こういったアウトプットの練習の1つに、「自分の身の回りのことを全て英語で表現できるようにする」練習があります。これはとても効果的な練習方法であり、ネイティブと話さなくても自分のスピーキング力を高めることができます。
対訳本を使い、英語で話せる幅を広げる
上記の練習の他に、「対訳本(日本語と英語の両方の訳がある本)を使って英語を話す練習」をお勧めします。本来、こういった本は、英訳を読んで読解力を上げるために使われます。しかしここでは、和訳を見て口頭で英訳をする練習に利用します。つまり、一人で日英通訳をするのです。
このトレーニングの利点は、模範解答である英文を見ることで表現力を豊かにすることにあります。また、「なぜこの文脈でこの単語が使われているのか」を考えることで自然に語感が身に付きます。適切な文脈で適切な単語を使うことができるようになるのです。
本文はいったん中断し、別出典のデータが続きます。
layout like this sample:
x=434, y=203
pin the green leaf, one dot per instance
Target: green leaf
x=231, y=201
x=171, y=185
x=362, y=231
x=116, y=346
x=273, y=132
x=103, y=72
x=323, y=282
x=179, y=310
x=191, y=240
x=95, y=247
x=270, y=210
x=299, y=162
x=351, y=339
自分一人では思いつかないであろう日本語表現を英訳する練習をするので、表現の幅を広げることができます。また、長い文章を英語で表現する練習にもなります。
対訳本を使ったトレーニング方法
まずは和文を見て、力試しをしてみてください。つまり、辞書を用いずに自力で英訳をするのです。一通り英訳が終わったら模範解答を見て、使えそうな表現や気に入った言い回しをそこから盗みます。
そしてもう一度和文をみて訳しますが、今度は盗んだ表現を組み合わせて再度訳していきます。一通りスラスラと訳せるようになるまで繰り返し、それができたら次の新しい和文で同じことを行います。こうすることで、自分の英語力がどんどん磨かれていきます。
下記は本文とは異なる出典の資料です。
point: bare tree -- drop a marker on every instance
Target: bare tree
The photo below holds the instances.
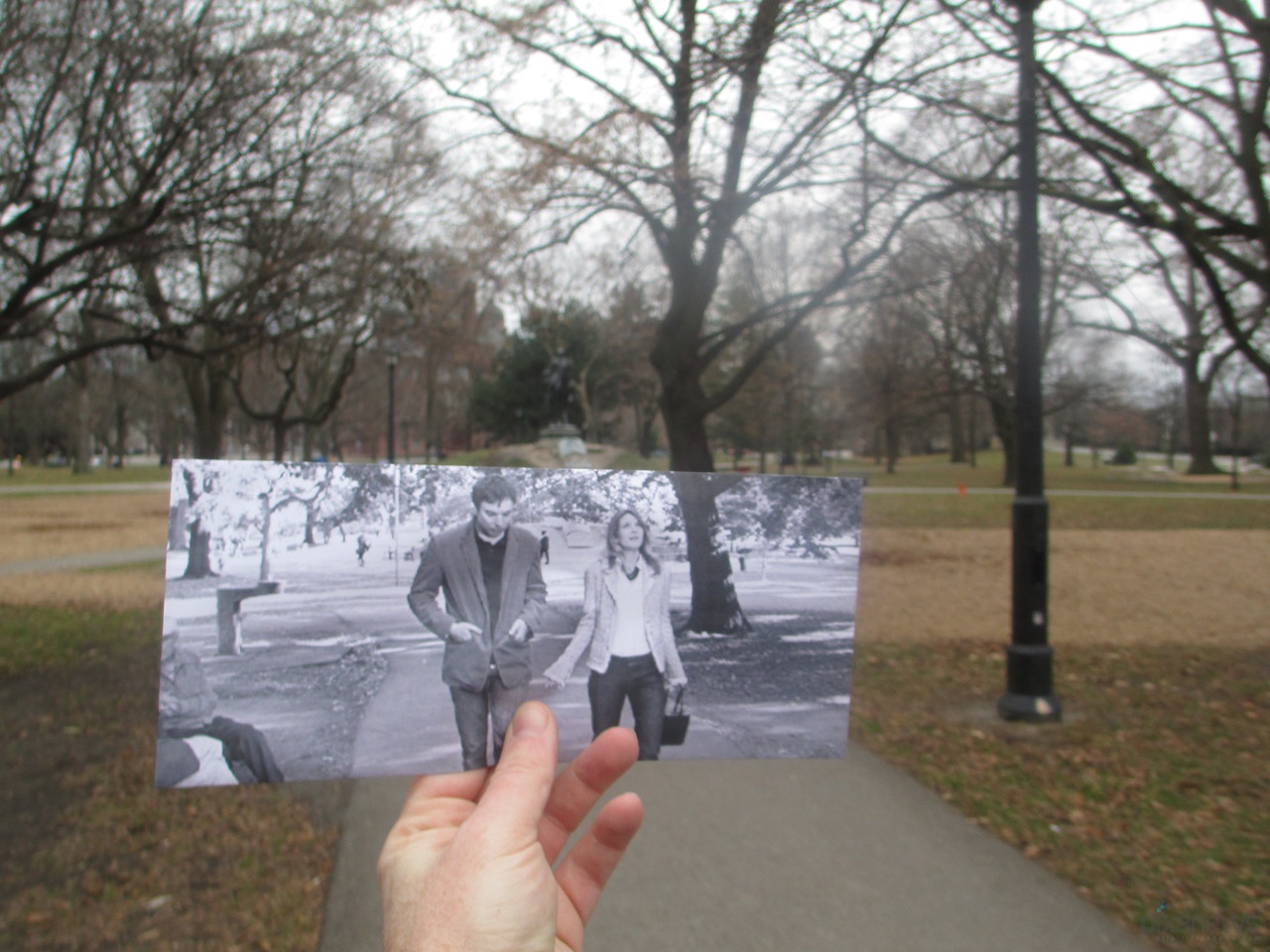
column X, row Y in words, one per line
column 689, row 118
私が日本にいながら日常英会話を問題なくできるようになったのも、このトレーニングを行ったからです。むしろ、これ以外にスピーキングのトレーニングはしていません(その前に文法の勉強と例文の暗記をしました)。
ネイティブと実際に話す練習を始めたのも、一通りこのトレーニングをこなした後でした。おかげで、今は何の問題もなくネイティブと会話できています。
スピーキング練習にお勧めの本ですが、最初は童話が取り組みやすいでしょう。慣れてきたら徐々にステップアップしていき、中級者には日本の文化に関する対訳本などがお勧めです。
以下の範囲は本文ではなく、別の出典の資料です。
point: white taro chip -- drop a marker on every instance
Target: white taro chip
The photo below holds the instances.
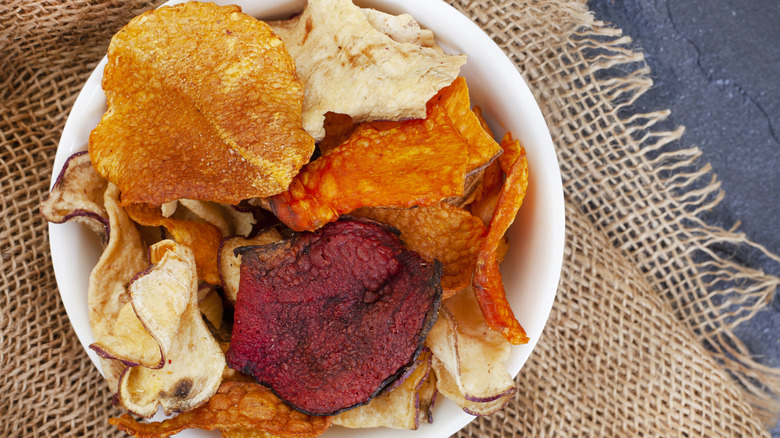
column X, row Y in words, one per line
column 398, row 408
column 469, row 358
column 210, row 305
column 81, row 195
column 230, row 264
column 77, row 196
column 348, row 66
column 165, row 298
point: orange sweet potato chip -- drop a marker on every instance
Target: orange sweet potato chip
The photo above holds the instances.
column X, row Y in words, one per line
column 488, row 283
column 440, row 231
column 237, row 406
column 455, row 100
column 399, row 164
column 203, row 103
column 202, row 238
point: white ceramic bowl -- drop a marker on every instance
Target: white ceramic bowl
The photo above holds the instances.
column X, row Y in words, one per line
column 532, row 267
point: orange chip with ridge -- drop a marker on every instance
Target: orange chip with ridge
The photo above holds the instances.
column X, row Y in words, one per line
column 455, row 99
column 448, row 234
column 399, row 164
column 202, row 238
column 488, row 283
column 237, row 406
column 203, row 103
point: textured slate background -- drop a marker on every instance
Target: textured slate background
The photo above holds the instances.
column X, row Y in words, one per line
column 716, row 66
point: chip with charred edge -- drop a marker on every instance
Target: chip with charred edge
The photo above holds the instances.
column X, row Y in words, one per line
column 165, row 299
column 473, row 356
column 202, row 238
column 330, row 318
column 230, row 262
column 455, row 99
column 401, row 164
column 488, row 283
column 440, row 231
column 236, row 407
column 77, row 196
column 203, row 103
column 398, row 408
column 332, row 40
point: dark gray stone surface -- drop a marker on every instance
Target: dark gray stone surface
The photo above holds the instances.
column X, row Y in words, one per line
column 716, row 66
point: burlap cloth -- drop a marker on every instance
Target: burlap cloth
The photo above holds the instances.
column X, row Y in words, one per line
column 639, row 342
これを初見でつまずくことなく訳せるようになれば、日常英会話はかなり簡単と思えるでしょう。さらに上を目指す人は、天声人語や朝日新聞を英訳していく練習もしましょう(このトレーニングは、私も現在続けています)。日本語特有の難しい表現が頻繁に出てきますので、とてもいい勉強になります。
また、ネイティブが使うようなくだけた表現を練習したいのであれば、マンガを使うことが有効です。日本語から発想できないような英訳がたくさんありますが、諦めずに何度も音読して暗記するしかありません。
このようにして、徐々に難しい記事を口頭で英訳できるようになりましょう。練習すれば練習するほど、スピーキング力が上がっていきます。